As part of the NYPD's "Clean Halls" program, officers routinely stop individuals for just being near thousands of Bronx buildings and must "immediately cease" doing so without "reasonable suspicion of trespass," a federal judge ruled today. "While it may be difficult to say where, precisely, to draw the line between constitutional and unconstitutional police encounters, such a line exists, and the NYPD has systematically crossed it when making trespass stops outside [Trespass Affidavit Program] buildings in the Bronx," wrote Judge Shira Scheindlin in a ruling the NYCLU, which represents the plaintiffs, called "a major step toward dismantling the NYPD's stop-and-frisk regime."

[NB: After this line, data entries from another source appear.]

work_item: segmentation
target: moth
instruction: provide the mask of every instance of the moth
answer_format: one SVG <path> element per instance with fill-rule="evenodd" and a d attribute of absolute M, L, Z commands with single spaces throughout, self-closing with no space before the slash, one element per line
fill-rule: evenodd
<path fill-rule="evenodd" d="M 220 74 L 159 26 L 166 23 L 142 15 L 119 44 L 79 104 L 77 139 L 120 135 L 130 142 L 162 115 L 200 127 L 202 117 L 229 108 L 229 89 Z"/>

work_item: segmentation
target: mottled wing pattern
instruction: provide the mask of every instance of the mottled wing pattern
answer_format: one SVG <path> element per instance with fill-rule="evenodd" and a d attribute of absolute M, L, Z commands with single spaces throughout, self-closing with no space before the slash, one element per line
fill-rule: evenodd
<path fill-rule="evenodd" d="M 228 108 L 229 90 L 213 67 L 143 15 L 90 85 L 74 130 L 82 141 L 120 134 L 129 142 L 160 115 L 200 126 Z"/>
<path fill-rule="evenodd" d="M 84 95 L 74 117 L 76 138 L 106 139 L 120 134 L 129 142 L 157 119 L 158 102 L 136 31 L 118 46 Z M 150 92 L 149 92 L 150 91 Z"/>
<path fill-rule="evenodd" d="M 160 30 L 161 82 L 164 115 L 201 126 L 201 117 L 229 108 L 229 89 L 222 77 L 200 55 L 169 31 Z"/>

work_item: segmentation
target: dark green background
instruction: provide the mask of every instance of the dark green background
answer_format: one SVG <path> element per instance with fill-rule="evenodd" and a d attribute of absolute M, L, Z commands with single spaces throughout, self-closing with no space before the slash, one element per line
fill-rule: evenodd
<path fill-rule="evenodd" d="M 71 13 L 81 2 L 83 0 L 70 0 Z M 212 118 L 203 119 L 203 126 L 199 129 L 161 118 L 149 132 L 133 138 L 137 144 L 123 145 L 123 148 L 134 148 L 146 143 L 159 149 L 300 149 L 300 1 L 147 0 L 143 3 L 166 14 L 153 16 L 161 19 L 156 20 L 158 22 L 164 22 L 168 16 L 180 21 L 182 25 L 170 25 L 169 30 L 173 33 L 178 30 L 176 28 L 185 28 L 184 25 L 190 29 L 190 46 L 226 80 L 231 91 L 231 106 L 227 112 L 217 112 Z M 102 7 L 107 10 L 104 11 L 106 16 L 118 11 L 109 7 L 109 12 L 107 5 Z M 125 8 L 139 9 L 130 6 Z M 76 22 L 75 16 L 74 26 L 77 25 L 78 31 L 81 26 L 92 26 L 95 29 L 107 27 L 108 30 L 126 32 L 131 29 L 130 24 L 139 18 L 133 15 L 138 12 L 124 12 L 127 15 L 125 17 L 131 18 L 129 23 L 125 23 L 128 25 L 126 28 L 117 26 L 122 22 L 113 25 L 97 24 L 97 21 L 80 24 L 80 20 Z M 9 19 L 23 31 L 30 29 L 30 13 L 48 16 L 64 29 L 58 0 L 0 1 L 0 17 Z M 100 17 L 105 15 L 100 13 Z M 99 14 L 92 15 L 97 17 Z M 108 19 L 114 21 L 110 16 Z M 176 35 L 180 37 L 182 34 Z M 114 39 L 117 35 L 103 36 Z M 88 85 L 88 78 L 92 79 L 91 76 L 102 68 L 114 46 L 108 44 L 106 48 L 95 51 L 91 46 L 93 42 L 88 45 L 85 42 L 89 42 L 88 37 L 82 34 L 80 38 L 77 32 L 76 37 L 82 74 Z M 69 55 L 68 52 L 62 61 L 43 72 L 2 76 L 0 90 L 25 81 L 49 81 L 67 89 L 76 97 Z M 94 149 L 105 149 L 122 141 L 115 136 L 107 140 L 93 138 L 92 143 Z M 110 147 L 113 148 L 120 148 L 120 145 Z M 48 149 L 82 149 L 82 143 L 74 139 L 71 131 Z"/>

"In order for an officer to have 'reasonable suspicion' that an individual is engaged in criminal trespass, the officer must be able to articulate facts providing 'a minimal level of objective justification for making the stop,' which means 'something more than an inchoate and unparticularized suspicion or hunch,'" Scheindlin ruled in her 157-page decision. "In particular, an individual observed exiting or entering a [Clean Halls] building does not establish reasonable suspicion of trespass, even if the building is located in a high crime area, and regardless of the time of day."
The case was one of three relating to stop-and-frisks before Scheindlin, who granted one class-action status last year. For now, the preliminary injunction calls for the police department to specify its written standards for trespassing stops and adjust officer training accordingly.
"Today's decision is a major step toward dismantling the NYPD's stop-and-frisk regime," said NYCLU executive director Donna Lieberman. "Operation Clean Halls has placed New Yorkers, mostly black and Latino, under siege in their own homes in thousands of apartment buildings. This aggressive assault on people's constitutional rights must be stopped."